The new emission and cost estimates are roughly three times the level predicted by the U.S. government. The results are based on approximately 1 million aerial measurements of U.S. wells, pipelines, storage, and transmission facilities in six of the nation’s most productive regions, including the Permian and Forth Worth in Texas and New Mexico; California’s San Joaquin basin; Colorado’s Denver-Julesburg basin; Pennsylvania’s section of the Appalachian basin; and Utah’s Uinta basin. In all, the infrastructure surveyed in this study accounts for 52% of U.S. onshore oil production and 29% of gas production.

Troubling trends

Emissions in three of the six regions were well above expected values. The New Mexico portion of the Permian Basin was by far the highest emitter, with nearly 10% of total methane volume produced in 2019 going straight to the atmosphere. Surveys of some other regions, however, revealed emission rates well below U.S. EPA Greenhouse Gas Inventory estimates based on national averages, suggesting that good practices can reduce emissions.

“Costs aside, the main message here is that some regions show emissions at rates well above those the government itself uses to estimate methane losses,” said senior study author Adam Brandt, an associate professor of Energy Science & Engineering at the Stanford Doerr School of Sustainability. “We hope this will spur government methane inventories toward greater incorporation of remote sensing data at the heart of those estimates.”

Methane breaks down faster than carbon dioxide, but it is about 80 times more powerful than CO2 when it comes to trapping heat during its first 20 years in our atmosphere. In that time frame, climate damage from the 6 million tons of annual methane emissions found in this study is roughly equivalent to a full year of carbon emissions from all fossil fuel use in Mexico.

Because methane can trap so much heat in the short term, accurate assessments of methane leaks are key to predicting the impacts of climate change that will be felt in our lifetime and verifying emissions reductions at a time when the U.S. and more than 100 other countries have pledged to cut emissions 30% below 2020 levels by 2030.

Eyes in the sky

By showing that leaks cost industry more than a billion dollars a year, the researchers hope to gain producers’ attention and motivate them to voluntarily stop emissions at their own facilities as a cost-saving measure.

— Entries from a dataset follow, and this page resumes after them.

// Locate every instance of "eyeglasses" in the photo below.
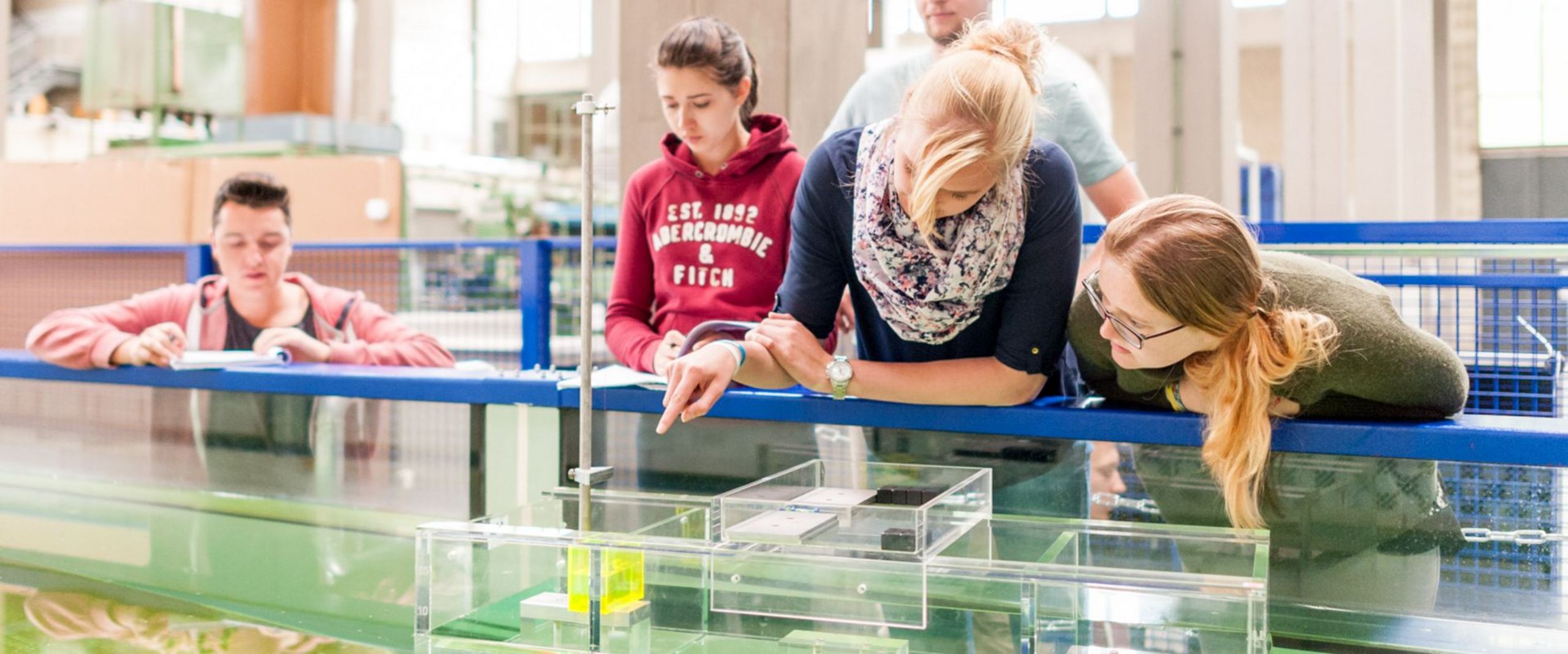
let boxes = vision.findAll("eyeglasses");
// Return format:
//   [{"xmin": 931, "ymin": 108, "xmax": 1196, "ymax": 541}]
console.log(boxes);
[{"xmin": 1082, "ymin": 270, "xmax": 1185, "ymax": 350}]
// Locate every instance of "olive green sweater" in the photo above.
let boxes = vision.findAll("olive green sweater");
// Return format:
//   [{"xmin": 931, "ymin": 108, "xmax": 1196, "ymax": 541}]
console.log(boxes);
[{"xmin": 1068, "ymin": 253, "xmax": 1469, "ymax": 420}]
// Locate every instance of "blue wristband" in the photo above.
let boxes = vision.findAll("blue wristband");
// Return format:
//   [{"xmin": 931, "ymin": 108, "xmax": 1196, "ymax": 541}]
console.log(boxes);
[{"xmin": 715, "ymin": 340, "xmax": 747, "ymax": 375}]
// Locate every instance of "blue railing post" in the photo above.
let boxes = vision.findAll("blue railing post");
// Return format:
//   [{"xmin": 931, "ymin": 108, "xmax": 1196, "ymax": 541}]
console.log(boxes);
[
  {"xmin": 185, "ymin": 243, "xmax": 218, "ymax": 284},
  {"xmin": 518, "ymin": 238, "xmax": 554, "ymax": 370}
]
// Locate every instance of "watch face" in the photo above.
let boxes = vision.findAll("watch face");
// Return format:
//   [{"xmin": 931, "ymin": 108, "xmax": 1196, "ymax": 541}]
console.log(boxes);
[{"xmin": 828, "ymin": 361, "xmax": 854, "ymax": 381}]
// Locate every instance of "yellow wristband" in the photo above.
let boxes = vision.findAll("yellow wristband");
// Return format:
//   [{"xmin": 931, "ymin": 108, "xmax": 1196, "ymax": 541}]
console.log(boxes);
[{"xmin": 1165, "ymin": 381, "xmax": 1187, "ymax": 411}]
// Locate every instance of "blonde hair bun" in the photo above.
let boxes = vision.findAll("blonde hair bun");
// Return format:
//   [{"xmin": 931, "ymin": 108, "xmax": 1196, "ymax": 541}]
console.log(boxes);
[{"xmin": 949, "ymin": 19, "xmax": 1049, "ymax": 96}]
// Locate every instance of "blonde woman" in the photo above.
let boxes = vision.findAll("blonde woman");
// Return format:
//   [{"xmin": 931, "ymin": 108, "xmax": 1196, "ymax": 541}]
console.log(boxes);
[{"xmin": 658, "ymin": 19, "xmax": 1080, "ymax": 432}]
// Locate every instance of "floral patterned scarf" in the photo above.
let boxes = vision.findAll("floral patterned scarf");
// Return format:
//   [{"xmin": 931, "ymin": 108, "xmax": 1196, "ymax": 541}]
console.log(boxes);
[{"xmin": 853, "ymin": 119, "xmax": 1025, "ymax": 345}]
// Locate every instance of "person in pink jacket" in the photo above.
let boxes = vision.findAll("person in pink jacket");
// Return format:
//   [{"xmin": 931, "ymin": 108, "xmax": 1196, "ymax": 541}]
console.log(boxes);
[
  {"xmin": 27, "ymin": 172, "xmax": 453, "ymax": 368},
  {"xmin": 27, "ymin": 172, "xmax": 453, "ymax": 496}
]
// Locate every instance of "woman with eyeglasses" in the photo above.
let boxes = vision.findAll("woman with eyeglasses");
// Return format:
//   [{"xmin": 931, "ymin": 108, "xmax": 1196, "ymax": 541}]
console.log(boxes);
[{"xmin": 1068, "ymin": 196, "xmax": 1468, "ymax": 527}]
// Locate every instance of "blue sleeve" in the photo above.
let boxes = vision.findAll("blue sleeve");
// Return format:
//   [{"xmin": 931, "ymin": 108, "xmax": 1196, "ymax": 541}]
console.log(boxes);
[
  {"xmin": 996, "ymin": 141, "xmax": 1084, "ymax": 375},
  {"xmin": 1035, "ymin": 82, "xmax": 1128, "ymax": 186},
  {"xmin": 779, "ymin": 133, "xmax": 858, "ymax": 339}
]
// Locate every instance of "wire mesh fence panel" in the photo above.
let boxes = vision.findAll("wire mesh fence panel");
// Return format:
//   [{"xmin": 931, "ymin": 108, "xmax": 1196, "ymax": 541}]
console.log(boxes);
[
  {"xmin": 0, "ymin": 248, "xmax": 185, "ymax": 348},
  {"xmin": 292, "ymin": 243, "xmax": 522, "ymax": 368},
  {"xmin": 551, "ymin": 246, "xmax": 616, "ymax": 367}
]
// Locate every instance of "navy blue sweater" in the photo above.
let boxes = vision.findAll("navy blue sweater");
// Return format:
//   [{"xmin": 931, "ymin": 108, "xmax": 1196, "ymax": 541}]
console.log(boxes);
[{"xmin": 779, "ymin": 127, "xmax": 1082, "ymax": 375}]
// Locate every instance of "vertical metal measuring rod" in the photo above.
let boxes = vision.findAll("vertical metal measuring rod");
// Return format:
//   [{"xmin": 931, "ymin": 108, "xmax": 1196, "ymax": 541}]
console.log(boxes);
[{"xmin": 568, "ymin": 93, "xmax": 615, "ymax": 652}]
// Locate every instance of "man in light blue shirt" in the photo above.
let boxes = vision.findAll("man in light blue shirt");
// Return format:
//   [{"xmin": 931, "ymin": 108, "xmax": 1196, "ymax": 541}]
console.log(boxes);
[{"xmin": 825, "ymin": 0, "xmax": 1148, "ymax": 254}]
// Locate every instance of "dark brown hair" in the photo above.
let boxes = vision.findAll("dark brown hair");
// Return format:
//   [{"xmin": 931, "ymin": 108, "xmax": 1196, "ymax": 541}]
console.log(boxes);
[
  {"xmin": 655, "ymin": 16, "xmax": 757, "ymax": 130},
  {"xmin": 212, "ymin": 172, "xmax": 293, "ymax": 227}
]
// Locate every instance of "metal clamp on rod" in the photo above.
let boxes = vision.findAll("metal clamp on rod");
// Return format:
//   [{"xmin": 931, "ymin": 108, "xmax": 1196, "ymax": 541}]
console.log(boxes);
[
  {"xmin": 566, "ymin": 466, "xmax": 615, "ymax": 486},
  {"xmin": 568, "ymin": 93, "xmax": 613, "ymax": 652}
]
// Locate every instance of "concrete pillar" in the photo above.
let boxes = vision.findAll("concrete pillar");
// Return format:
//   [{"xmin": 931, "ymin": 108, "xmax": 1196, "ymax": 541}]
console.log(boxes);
[
  {"xmin": 1280, "ymin": 0, "xmax": 1350, "ymax": 222},
  {"xmin": 244, "ymin": 0, "xmax": 337, "ymax": 115},
  {"xmin": 0, "ymin": 0, "xmax": 11, "ymax": 162},
  {"xmin": 608, "ymin": 0, "xmax": 867, "ymax": 186},
  {"xmin": 1433, "ymin": 0, "xmax": 1480, "ymax": 219},
  {"xmin": 1134, "ymin": 0, "xmax": 1242, "ymax": 210},
  {"xmin": 1352, "ymin": 0, "xmax": 1438, "ymax": 221}
]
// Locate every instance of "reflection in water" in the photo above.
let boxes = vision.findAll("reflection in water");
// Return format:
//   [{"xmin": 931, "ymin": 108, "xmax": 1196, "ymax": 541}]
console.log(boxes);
[
  {"xmin": 1135, "ymin": 446, "xmax": 1463, "ymax": 613},
  {"xmin": 0, "ymin": 590, "xmax": 384, "ymax": 654}
]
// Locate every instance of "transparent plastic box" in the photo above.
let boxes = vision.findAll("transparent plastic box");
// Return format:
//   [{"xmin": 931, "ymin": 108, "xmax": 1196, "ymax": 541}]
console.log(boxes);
[
  {"xmin": 415, "ymin": 473, "xmax": 1268, "ymax": 654},
  {"xmin": 714, "ymin": 460, "xmax": 991, "ymax": 560}
]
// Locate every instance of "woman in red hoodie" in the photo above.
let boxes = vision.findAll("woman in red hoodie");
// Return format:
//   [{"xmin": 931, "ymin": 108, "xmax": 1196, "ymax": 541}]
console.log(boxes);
[{"xmin": 605, "ymin": 17, "xmax": 806, "ymax": 375}]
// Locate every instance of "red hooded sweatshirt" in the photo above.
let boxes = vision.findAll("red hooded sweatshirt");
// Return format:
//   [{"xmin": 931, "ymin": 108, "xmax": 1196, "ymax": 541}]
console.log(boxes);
[{"xmin": 604, "ymin": 113, "xmax": 806, "ymax": 371}]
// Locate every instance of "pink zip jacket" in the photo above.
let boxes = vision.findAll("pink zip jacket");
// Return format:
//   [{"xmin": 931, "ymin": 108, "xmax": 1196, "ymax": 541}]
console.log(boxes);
[{"xmin": 27, "ymin": 273, "xmax": 453, "ymax": 368}]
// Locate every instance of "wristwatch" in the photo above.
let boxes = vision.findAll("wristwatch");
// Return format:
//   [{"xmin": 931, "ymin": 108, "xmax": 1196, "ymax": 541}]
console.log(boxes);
[{"xmin": 828, "ymin": 356, "xmax": 854, "ymax": 400}]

Additionally, the researchers say total costs from methane leaks and vents in the six-region study area are likely much higher, as the survey covered less than half of the facilities in the area.

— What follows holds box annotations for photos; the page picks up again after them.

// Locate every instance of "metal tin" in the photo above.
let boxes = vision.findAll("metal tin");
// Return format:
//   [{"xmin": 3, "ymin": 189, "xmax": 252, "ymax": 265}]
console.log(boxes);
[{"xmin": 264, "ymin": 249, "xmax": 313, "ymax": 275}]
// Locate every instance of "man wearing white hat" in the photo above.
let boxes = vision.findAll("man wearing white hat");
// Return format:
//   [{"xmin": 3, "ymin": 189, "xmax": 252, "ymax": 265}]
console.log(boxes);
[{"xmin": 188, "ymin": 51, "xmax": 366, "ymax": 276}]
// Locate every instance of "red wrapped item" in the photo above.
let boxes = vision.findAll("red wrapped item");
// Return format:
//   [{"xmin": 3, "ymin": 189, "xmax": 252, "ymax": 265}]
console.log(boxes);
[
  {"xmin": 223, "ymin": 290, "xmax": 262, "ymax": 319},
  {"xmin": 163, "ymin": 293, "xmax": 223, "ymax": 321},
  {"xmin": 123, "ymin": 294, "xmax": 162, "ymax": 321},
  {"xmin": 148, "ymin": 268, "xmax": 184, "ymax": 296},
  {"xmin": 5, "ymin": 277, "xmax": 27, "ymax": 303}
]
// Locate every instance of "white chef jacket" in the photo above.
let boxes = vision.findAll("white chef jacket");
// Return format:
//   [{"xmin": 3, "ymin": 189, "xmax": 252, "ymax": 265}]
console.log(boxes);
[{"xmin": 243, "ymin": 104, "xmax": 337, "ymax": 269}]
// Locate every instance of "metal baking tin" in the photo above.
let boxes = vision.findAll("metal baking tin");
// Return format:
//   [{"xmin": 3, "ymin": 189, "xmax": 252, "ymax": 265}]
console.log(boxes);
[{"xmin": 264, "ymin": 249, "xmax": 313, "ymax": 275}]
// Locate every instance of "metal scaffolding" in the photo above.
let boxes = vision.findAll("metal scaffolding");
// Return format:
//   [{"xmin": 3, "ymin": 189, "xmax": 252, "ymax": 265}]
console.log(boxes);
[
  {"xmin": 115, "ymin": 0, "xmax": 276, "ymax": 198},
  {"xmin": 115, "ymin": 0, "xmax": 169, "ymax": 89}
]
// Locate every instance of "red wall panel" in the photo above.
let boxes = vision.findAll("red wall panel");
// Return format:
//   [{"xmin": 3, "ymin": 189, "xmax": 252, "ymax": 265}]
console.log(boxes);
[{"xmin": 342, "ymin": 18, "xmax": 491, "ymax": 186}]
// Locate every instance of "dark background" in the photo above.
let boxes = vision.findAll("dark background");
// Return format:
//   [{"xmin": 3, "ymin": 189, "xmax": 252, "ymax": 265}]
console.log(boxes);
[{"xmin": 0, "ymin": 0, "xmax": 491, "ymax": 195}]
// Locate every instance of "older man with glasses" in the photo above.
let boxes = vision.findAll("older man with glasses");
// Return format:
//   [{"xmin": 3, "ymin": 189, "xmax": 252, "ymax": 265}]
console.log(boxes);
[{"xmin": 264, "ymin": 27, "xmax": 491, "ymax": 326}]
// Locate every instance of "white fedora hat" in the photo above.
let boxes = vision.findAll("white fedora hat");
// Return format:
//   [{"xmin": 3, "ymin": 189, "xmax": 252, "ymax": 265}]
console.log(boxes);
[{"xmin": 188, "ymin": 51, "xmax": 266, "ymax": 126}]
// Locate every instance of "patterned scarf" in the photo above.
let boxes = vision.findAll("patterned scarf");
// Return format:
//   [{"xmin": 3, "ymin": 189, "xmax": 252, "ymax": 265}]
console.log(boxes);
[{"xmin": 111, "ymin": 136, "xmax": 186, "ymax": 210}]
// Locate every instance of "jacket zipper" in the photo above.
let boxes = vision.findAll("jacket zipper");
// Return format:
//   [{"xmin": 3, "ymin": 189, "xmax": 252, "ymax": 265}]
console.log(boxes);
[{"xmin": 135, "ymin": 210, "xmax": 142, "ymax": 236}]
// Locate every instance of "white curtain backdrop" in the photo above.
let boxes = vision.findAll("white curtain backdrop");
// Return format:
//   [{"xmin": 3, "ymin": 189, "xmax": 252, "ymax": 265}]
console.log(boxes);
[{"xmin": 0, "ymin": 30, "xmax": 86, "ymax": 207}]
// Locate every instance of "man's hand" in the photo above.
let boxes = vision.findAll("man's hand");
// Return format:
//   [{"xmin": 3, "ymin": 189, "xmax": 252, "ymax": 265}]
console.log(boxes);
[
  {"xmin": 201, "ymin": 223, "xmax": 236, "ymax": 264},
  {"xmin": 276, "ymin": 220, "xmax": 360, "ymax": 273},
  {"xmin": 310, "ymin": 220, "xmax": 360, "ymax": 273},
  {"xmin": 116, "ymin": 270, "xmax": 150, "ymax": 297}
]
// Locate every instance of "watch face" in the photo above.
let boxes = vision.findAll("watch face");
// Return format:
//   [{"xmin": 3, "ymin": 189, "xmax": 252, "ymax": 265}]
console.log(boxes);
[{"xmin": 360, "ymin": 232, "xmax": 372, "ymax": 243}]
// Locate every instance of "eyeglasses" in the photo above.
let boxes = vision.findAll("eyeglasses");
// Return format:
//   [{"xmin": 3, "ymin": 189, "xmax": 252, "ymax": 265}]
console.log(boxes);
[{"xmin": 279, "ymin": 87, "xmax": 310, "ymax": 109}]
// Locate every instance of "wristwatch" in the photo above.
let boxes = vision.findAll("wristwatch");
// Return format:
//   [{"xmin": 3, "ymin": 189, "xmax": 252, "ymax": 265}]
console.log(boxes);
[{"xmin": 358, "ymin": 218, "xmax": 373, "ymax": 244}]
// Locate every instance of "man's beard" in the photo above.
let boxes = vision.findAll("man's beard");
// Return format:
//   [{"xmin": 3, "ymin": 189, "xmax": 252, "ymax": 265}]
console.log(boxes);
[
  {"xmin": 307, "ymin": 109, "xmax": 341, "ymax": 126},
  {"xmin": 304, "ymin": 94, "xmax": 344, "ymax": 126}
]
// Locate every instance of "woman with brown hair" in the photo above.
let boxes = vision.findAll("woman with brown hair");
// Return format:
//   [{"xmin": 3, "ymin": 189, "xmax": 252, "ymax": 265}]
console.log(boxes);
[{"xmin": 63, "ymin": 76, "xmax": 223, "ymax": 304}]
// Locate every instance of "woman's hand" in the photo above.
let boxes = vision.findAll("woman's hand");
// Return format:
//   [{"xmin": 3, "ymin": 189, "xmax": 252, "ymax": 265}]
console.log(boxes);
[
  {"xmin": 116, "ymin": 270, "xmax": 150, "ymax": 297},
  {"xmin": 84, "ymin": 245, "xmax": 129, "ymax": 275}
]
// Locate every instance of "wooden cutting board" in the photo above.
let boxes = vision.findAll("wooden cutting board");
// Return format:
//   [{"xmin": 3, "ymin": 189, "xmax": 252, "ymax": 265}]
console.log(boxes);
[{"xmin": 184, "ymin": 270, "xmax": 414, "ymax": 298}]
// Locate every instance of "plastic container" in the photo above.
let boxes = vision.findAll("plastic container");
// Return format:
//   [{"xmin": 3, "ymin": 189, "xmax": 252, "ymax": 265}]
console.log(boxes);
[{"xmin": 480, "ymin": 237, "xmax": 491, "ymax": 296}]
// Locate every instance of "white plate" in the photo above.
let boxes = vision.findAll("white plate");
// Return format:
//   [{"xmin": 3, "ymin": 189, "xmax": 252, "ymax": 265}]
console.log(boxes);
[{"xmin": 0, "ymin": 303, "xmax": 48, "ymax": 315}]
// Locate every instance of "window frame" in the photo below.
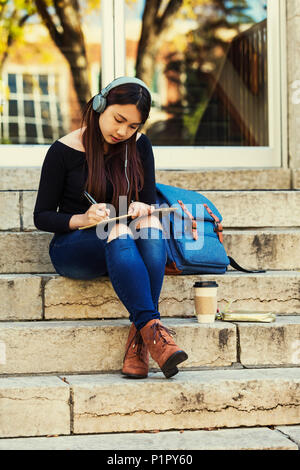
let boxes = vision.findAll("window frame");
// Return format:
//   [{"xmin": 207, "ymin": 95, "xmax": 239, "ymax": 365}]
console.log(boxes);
[{"xmin": 0, "ymin": 0, "xmax": 288, "ymax": 170}]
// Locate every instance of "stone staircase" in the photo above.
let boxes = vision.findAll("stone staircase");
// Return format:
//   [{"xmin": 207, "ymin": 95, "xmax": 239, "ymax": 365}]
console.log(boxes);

The authors found fewer than two percent of emitters are responsible for 50 to 80% of emissions in all surveyed regions except for Colorado’s Denver-Julesburg basin and Utah’s Uinta basin. In terms of types of production facilities most likely to leak, the study noted that midstream infrastructure was responsible for about half of total emissions, which is higher than previous estimates. Midstream infrastructure includes gathering and transmission pipelines, compressor stations, and gas processing plants that shuttle gas from the wells to cities and towns.

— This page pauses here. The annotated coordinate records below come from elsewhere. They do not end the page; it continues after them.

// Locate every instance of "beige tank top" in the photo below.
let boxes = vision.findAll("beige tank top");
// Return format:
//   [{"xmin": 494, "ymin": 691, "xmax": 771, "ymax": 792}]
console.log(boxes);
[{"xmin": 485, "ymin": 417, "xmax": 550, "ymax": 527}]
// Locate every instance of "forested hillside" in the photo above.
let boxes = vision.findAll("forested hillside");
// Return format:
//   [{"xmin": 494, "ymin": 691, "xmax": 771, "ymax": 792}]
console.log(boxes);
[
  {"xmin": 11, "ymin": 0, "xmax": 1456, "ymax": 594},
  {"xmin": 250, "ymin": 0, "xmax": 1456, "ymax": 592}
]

“Solving the methane challenge is not quite as easy as simply finding and fixing a handful of leakers, as these stark numbers might suggest, but it does mean that efforts concentrated on relatively few operations could have considerable benefits,” said lead study author, Evan Sherwin, a research scientist at Lawrence Berkeley National Laboratory who worked on the research as a postdoctoral scholar in Brandt’s lab at Stanford.

Measurement matters

The research combined direct aerial measurements with an emissions simulation tool developed in Brandt’s group at Stanford by study co-author Jeffrey Rutherford, PhD ’22, to estimate the emissions that would be too small for the aircraft to reliably detect. The companies Kairos Aerospace and Carbon Mapper provided two different but complementary approaches to measuring methane emissions from specific facilities via airplane-borne sensors.

Total estimated leaked emissions range from just less than one percent to as much as 9.6% of total volume, with an average of 3% across the surveyed regions. The federal government estimates that methane emissions from oil and gas facilities nationwide average roughly 1% of gas production. Sherwin noted that in the surveyed regions of Pennsylvania and Colorado, the team’s estimates were on par with or lower than estimates from the U.S. Environmental Protection Agency.

“Climate change mitigation starts with better tracking of emissions, of course, but also accurate tracking of reduction efforts going forward,” Brandt said. “The method introduced here offers a path to combining measurements at several scales to greatly improve inventories that should lead us to much better tracking of those important reductions critical to national mitigation commitments.”

NOTE: Brandt and team have made their code available for download. Carbon Mapper data can be downloaded from the organization’s website. Anonymized data are also available, in certain cases, by request from Kairos Aerospace.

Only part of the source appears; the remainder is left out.